This repository contains the code for the implementation of Transformer architecture in the paper Attention is All You Need. This README serves as a basic intro to the takeaways, results, and training steps for better documentation of the project.
The project was mainly inspired by
- the motivation to implement the native Transformer architecture
- generating baby Shakespeare text is interesting :) and it is good to have a simple task for the model to run on
Lastly, thanks to Andrej's project for providing the idea of generating Shakespeare text, some insights on data shaping, and a nice introduction on Transformer.
- The objective function can be different for different models. Define input and compute loss carefully.
- Evaluate different datasets before training. Test whether the produced model makes sense by using a partial dataset.
- The data pair (input, previous output) in autoregressive models adds another layer of complexity to both
- the dataset design since we need to probably maintain a high-quality "Q&A" like dataset.
- the training process as developers need to think about how to feed the previous output to the model without giving it the answer.
- It is worth building a data pipeline from the beginning, instead of thinking about each data processing step on demand.
Part of the generated samples:
QUEEN whom Gentleman
His of
All's.
KING my V. short a the at. for. most and. DIANA
The cornets. day.
****
of the the on. and An were.
BRANDON
Read Exeunt ****
Of the hither. draw the the the
requireth's.
Neighbour's : ****
Another repose, But the ****
We have the following key parameters:
- Token type number: 27743
- Dataset size: 2045795 (as it contains 36 Shakespeare's plays)
- Model parameters: 16 M parameters
- Data factor: 10%. Since the dataset is large, a partial dataset is used. The first 10% of all Shakespeare play tokens. The number 10% is called the data factor.
- Clone this repo using
git clone --recursive https://github.com/xiaoxi-s/transformer-with-shakespeare.git
- Run
conda env create -f requirements.yml
, which will create an environment calledtransformer
- Activate the environment with
conda activate transformer
- Install wandb manually with conda
conda install -c conda-forge wandb
as wandb isn't readily available in any conda's channel now.
Note: If you didn't supplement the --recursive
flag in the clone command, you can run git submodule update --init --recursive
to download the submodule explicitly.
- Export Weights and Bias API key to environment variable using
export WANDB_API_KEY=<api key goes here>
- Run
python main.py -e <epoch number> -f <data factor>
to start training
Hyperparameters are specified in hyperparams.py
.
If you want to disable wandb, supplement the flag -q
to the python main.py ...
program.
The maps between word (token) and index are stored in ind_to_vocab.pkl
and vocab_to_ind.pkl
.
Run python build_vocab.py
under ./data
folder to regenerate the maps
One of the future directions is to improve training efficiency using distributed/parallel training. However, the network architecture limits how much parallel training can help. One epoch with 512 batch size using gpu_8x_a100_80gb_sxm4
on Lambda Cloud will take ~17 minutes. See the following detail section for the output. Increasing the batch size to 1024 will result in CUDA out-of-memory error.

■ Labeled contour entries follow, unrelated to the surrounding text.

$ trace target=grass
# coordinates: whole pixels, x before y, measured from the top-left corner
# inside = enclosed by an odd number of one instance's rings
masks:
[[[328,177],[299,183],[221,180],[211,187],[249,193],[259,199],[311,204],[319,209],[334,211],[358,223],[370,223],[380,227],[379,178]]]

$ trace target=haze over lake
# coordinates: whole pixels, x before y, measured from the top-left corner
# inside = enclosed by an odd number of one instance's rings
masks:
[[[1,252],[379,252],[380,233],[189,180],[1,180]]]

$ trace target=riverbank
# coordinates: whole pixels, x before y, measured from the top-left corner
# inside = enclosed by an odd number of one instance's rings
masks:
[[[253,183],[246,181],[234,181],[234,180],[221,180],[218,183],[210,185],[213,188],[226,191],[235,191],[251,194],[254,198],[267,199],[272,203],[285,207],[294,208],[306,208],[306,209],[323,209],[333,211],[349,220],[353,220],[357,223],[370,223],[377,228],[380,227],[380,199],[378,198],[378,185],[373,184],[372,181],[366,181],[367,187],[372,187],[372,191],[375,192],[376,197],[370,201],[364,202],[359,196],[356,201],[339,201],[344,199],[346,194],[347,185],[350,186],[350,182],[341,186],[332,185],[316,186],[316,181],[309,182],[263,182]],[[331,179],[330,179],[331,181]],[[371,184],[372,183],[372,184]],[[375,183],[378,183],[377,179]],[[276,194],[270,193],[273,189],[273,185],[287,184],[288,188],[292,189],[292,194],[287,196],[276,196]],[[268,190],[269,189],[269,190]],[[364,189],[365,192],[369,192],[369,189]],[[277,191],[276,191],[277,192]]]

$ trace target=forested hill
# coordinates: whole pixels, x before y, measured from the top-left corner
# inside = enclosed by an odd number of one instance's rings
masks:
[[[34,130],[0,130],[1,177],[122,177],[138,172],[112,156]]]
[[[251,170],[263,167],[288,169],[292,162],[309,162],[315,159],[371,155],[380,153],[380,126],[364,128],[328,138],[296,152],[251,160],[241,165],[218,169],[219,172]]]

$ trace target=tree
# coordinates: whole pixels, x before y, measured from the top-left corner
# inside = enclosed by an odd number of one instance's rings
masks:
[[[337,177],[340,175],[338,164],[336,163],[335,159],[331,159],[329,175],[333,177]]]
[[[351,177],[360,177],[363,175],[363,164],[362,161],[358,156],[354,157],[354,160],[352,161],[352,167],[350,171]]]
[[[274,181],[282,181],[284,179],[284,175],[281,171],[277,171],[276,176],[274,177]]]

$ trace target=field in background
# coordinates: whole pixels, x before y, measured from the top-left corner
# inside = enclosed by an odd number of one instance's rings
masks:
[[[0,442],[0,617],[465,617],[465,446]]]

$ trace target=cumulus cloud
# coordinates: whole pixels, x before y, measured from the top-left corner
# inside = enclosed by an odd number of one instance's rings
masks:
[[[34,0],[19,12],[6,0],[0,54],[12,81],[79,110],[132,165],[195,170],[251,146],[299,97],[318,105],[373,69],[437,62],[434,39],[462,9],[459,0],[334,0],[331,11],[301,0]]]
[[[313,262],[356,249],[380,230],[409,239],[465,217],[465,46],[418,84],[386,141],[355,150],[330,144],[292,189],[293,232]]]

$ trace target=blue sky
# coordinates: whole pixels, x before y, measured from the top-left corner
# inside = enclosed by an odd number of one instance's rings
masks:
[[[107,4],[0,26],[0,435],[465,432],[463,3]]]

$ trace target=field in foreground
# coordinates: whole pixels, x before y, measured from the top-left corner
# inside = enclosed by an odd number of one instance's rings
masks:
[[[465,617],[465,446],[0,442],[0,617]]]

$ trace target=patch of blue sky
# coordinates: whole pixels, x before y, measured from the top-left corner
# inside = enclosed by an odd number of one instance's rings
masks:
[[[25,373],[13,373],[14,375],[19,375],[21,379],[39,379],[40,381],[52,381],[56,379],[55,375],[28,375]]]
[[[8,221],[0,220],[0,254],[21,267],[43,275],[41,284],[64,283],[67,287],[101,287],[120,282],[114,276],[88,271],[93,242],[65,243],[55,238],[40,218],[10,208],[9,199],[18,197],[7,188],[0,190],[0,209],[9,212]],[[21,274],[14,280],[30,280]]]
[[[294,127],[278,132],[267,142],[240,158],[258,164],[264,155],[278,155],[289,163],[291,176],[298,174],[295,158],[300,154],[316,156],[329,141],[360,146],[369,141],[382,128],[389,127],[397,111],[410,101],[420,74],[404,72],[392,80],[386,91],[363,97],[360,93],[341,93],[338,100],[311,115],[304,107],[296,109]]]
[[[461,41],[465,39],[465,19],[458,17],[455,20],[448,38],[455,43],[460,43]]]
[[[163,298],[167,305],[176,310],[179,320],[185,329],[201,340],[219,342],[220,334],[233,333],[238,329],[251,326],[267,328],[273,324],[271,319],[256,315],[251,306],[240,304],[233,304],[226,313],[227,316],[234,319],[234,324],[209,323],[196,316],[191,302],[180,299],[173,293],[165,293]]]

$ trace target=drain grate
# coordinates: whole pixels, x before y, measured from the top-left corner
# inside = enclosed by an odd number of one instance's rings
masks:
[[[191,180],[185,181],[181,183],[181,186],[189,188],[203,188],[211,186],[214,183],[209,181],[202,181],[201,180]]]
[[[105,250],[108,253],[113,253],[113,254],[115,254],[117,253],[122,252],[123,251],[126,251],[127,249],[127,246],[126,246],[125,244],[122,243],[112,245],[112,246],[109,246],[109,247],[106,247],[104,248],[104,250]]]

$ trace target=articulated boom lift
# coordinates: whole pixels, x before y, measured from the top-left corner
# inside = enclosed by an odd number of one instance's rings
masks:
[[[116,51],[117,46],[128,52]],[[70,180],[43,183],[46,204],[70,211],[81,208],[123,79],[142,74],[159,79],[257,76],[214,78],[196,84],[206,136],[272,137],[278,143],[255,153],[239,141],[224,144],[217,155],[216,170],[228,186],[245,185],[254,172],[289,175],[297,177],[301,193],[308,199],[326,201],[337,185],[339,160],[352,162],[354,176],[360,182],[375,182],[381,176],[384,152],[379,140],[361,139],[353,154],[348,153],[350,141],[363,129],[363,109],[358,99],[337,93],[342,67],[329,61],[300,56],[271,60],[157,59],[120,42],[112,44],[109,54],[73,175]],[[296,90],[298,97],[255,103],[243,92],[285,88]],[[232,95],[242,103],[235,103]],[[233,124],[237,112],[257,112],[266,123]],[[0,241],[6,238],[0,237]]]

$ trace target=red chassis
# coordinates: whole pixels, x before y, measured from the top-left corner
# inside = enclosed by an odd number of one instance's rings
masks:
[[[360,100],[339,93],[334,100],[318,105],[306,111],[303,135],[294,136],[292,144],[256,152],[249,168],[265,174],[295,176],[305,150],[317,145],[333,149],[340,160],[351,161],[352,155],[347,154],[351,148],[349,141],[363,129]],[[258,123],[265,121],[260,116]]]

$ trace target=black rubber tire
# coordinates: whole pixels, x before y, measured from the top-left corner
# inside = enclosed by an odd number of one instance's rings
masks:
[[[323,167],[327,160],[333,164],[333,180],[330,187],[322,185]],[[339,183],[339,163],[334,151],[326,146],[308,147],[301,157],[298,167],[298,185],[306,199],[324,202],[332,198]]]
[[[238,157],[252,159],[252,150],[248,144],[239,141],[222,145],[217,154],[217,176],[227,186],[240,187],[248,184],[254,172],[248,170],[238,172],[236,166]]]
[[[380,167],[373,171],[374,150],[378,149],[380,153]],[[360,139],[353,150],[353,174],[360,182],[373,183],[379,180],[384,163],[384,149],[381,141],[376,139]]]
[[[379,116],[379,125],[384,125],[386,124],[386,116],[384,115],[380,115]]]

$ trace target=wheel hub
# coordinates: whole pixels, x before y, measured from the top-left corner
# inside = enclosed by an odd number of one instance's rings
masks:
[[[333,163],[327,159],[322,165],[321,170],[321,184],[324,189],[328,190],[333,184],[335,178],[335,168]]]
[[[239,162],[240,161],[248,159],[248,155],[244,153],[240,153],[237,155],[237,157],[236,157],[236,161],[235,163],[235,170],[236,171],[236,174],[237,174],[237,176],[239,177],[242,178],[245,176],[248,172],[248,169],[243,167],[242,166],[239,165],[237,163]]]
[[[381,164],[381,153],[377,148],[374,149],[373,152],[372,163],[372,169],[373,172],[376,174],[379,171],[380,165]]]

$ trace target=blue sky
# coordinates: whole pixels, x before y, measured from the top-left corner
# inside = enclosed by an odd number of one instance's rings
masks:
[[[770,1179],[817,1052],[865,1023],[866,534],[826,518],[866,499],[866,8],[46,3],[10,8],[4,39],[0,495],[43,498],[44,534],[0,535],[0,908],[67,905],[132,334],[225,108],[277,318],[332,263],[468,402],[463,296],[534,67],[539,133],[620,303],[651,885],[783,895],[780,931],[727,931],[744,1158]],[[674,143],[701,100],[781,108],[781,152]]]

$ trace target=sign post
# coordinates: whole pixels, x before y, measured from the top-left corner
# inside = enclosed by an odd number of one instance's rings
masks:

(transformer) ubuntu@207-211-161-88:~/transformer-with-shakespeare$ python3 main.py -e 2 -f 1 -q
Disable wandb
Hello World!
CUDA available: True
CUDA device count: 8
Epochs: 2
Data factor: 1.0
Enable PyTorch Data parallelism
17.199999 M parameters
Token type number: 27743
Loading data...
Length of data: 2041475
Shape of np data: (2041475, 2, 128)
Tensorizing data...
data shape: torch.Size([2041475, 2, 128])
Train dataset length: 1429033
Test dataset length: 612442
Epoch 1/2: 100%|████████████████████████████████████████████████████████████████████████████████████████████████████████████████████████████████████████████████████████████████████████████████████████████████████████████████| 2792/2792 [17:11<00:00, 2.71batch/s]
The time spent in the first epoch is ~17 minutes.
(transformer) ubuntu@129-146-98-70:~/transformer-with-shakespeare$ cat train.out
Enable wandb
Hello World!
CUDA available: True
CUDA device count: 1
Epochs: 77
Data factor: 1.0
Enable PyTorch Data parallelism
17.199999 M parameters
Token type number: 27743
Loading data...
Length of data: 2041475
Shape of np data: (2041475, 2, 128)
Tensorizing data...
data shape: torch.Size([2041475, 2, 128])
Train dataset length: 1429033
Test dataset length: 612442
Epoch 1/77: 6%|▌ | 677/11165 [01:28<22:43, 7.69batch/s]
The time per epoch is ~22 minutes. At least for the current architecture, parallel training does not improve training efficiency very much.